Phylum Entoprocta (The Goblet Worms)
Etymology: From the Greek Entos inside, and proktos for anus.
Characteristics of Entoprocta:
- Bilaterally symmetrical.
- Body has more than two cell layers, tissues and organs.
- Body cavity a pseudocoelomic.
- Body possesses a U-shaped gut with an anus.
- Body normally permanently attached to a substrate.
- Nervous system is a central ganglion with a circum-oesophagal ring.
- Has a no circulatory system or gaseous exchange organs.
- Possesses protonephridia as an excretory system.
- Has a lophophore.
- Reproduction normally sexual or asexual in a variety of methods.
- Feeds on fine particles in the water.
- All live in aquatic environments mostly marine.
Entoprocts, sometimes called “Goblet Worms” because they look a lot like drinking goblets, are small to minute (0.5 mm to 5.0 mm aquatic animals.
Of the approximately 150 known species most are marine. They live primarily sedentary and either colonial or solitary lives in coastal marine environments. A common marine genus is Pedicellina. The members of genus Urnatella are the only species to live in fresh waters and Urnatella gracilis is a common species in such environments in both Europe and North America.
In some text books, the Entoprocta are called Kamptozoa (Nodding animals) and in other texts, particularly older ones, they are described as being part of the Bryozoa. The Entoprocta were originally included in the Bryozoa, however scientists later decided that they deserved to be in a phylum of their own.
They are distinguished on the basis of the position of the anus in relationship to the lophophore, or ring of tentacles. Entoprocts have their anus inside their ring of tentacles, while the rest of the Bryozoans – now known as the Ectoprocta – have their anus outside of their ring of tentacles.
Although the general body plan and ecology of the Entoprocts indicates that they are an ancient group of animals, because their bodies have no hard parts we have no fossil record of them at all.
Biology and Ecology
All Entoprocts are filter feeders, trapping small particles in the mucous secreted by their tentacles. This mucous is kept constantly moving towards their mouth by numerous small cilia on the tentacles. Most species have larger cilia on the sides of their tentacles which generate a water current when they beat.

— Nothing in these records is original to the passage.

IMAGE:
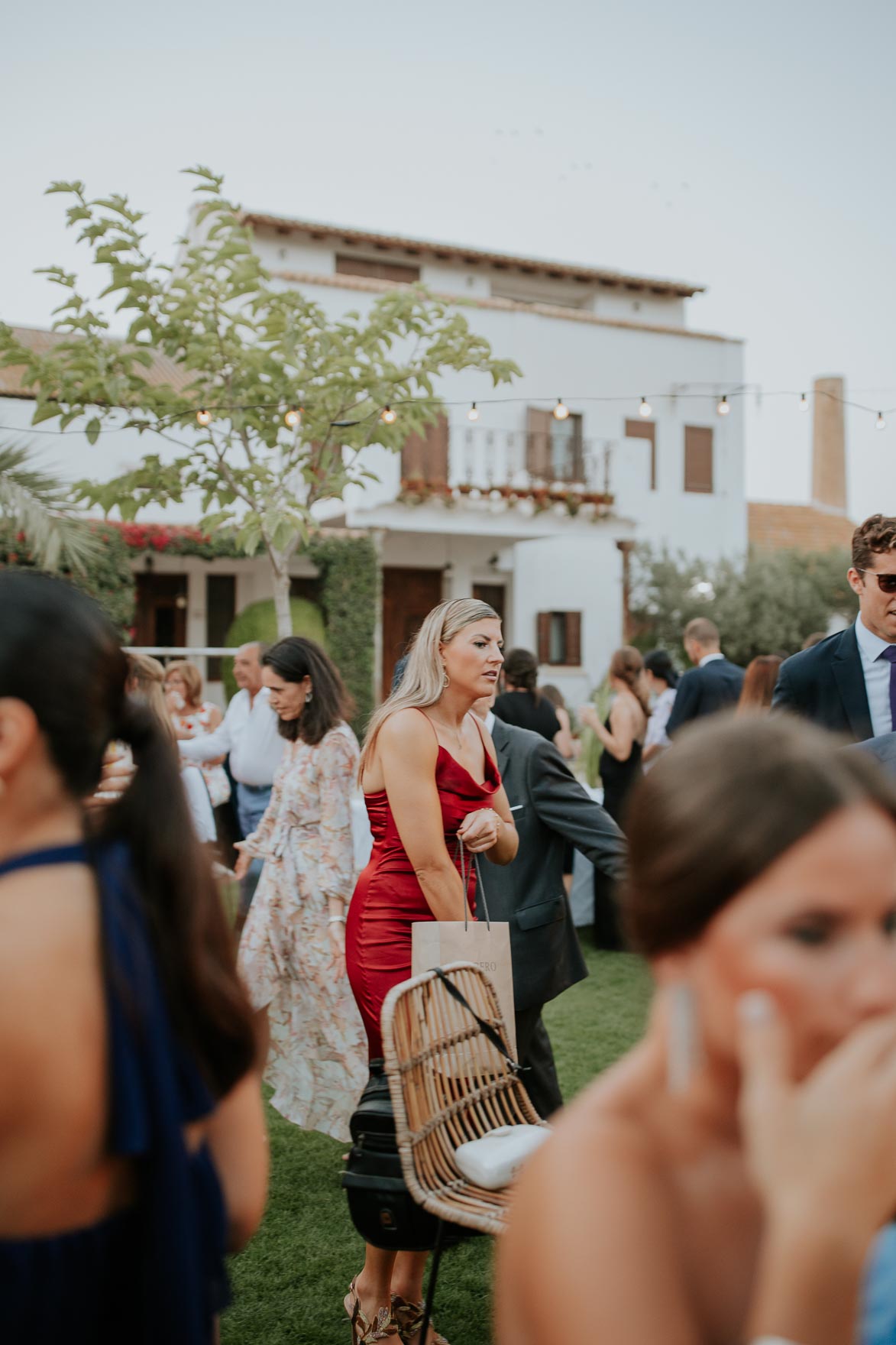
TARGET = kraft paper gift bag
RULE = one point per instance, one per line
(436, 943)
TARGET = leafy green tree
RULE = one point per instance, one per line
(247, 352)
(767, 603)
(37, 506)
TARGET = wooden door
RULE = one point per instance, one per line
(408, 596)
(162, 610)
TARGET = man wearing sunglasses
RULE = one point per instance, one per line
(848, 682)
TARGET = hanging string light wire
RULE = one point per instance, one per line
(389, 413)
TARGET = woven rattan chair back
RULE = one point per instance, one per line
(450, 1084)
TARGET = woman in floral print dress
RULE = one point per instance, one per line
(293, 952)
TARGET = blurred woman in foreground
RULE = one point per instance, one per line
(134, 1146)
(726, 1181)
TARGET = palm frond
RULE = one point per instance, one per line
(38, 504)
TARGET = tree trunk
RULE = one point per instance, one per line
(281, 600)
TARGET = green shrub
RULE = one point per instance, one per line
(350, 600)
(108, 579)
(259, 622)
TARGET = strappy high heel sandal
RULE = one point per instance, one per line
(364, 1332)
(409, 1318)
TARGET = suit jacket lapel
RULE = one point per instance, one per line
(850, 682)
(500, 739)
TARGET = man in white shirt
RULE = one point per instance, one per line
(848, 682)
(249, 734)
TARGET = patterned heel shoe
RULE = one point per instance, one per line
(364, 1332)
(409, 1318)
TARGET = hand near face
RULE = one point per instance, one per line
(823, 1149)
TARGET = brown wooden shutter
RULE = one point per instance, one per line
(698, 459)
(574, 638)
(542, 640)
(539, 426)
(399, 274)
(424, 458)
(646, 429)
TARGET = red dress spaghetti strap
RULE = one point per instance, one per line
(389, 899)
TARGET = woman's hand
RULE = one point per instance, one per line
(821, 1152)
(479, 830)
(244, 860)
(118, 773)
(337, 948)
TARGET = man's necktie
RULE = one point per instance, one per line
(890, 654)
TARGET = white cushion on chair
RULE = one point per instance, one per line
(494, 1161)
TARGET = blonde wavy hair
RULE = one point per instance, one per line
(424, 677)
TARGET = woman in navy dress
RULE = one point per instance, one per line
(134, 1152)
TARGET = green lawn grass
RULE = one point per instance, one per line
(290, 1282)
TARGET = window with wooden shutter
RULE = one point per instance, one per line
(645, 429)
(539, 442)
(555, 449)
(424, 458)
(698, 459)
(558, 638)
(399, 274)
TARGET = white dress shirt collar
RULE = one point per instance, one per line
(869, 644)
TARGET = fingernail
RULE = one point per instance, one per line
(755, 1006)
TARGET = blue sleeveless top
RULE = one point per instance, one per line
(155, 1272)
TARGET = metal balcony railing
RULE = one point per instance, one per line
(471, 460)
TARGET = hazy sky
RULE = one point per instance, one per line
(744, 147)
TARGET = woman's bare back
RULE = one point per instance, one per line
(645, 1228)
(54, 1175)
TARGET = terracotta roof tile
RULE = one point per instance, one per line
(804, 527)
(162, 370)
(471, 256)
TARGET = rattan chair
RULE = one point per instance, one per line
(448, 1084)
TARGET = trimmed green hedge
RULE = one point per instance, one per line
(350, 600)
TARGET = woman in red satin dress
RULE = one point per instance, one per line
(429, 778)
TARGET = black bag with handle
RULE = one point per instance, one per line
(381, 1207)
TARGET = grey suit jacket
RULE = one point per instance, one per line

They have a U-shaped gut which ends in a raised anus in the centre of their 6 – 36 tentacles. The water current moves from below the animal, up through the tentacles and away. Carrying the faeces away from the mouth, which is lower than the anus, and out through the central space between the tentacles – such that it does not contaminate the food bearing mucous.
In the Bryozoans and Phoronida (which are both also lophophore bearing filter feeders) the water current moves down from above the animal and passes over the mouth last – before exiting the tentacular ring. Here the faeces, being released outside the tentacular ring, also do not contaminate the food bearing mucous. Two different ways of doing the same thing.
Nearly all species of Entoprocts are sedentary once they achieve the adult form. The exception to this rule being members of the genus Loxasomella, which lives in the tubes of marine annelids where it is reported to be quite actively mobile.
Entoprocts are attached to a substrate by a stalk or pedicel. The bulk of the body is contained in a cup-shaped calyx at the upper end of this stalk.
Many species form colonies by asexual budding, beginning from a single original founder. Some species however are solitary, and most species exhibit sexual reproduction as well.
Most, if not all known species of Entoprocts are hermaphrodites (being both male and female at the same time). However, unlike many other invertebrate hermaphrodites, Entoprocts are sequential hermaphrodites. Meaning they are one gender first and then the other, but not both at the same time. This was not known for many years and older books tend to report that Entoprocts are gonochoristic i.e. male or female.
Sperms are released directly into the water, but the eggs are retained in a depression in the upper surface of the calyx until the larvae hatch. The larvae are generally free swimming and are technically referred to as a trochophore larvae.
At the end of their planktonic life, the larvae sink to the substrate and look for a place to settle. Once settled, they will either metamorphose into a small adult or give rise to an adult by budding – depending on which species they are.
Entoprocts have no blood system and no special respiratory organs. Instead gaseous exchange takes place over the whole surface of the body. Marine species have two nephridia for the removal of metabolic wastes, while fresh water species have many.
The nervous system consists of a single large ganglion in between the mouth and the anus from which individual nerves reach out to the whole body.
The bulk of the body is filled with mesenchyme tissue, which some experts interpret as a pseudocoelom. Others consider the Entoprocts to be acoelomate, or else closely related to the Ectoprocts.
Which ever classification system you use Entoprocta are generally considered to make up a single class of animals, which in turn contains 3 families: Loxosomatidae, Pedicellinidae, Urnatellidae.
Like all living things, the Entoprocta or Goblet Worms have their unique part to play in the life of this planet. They feed on microscopic organisms and are themselves food for small crustaceans and molluscs.
The fact that none of them are economically important to mankind means there is still an awful lot we have to learn about the beauty of their lives.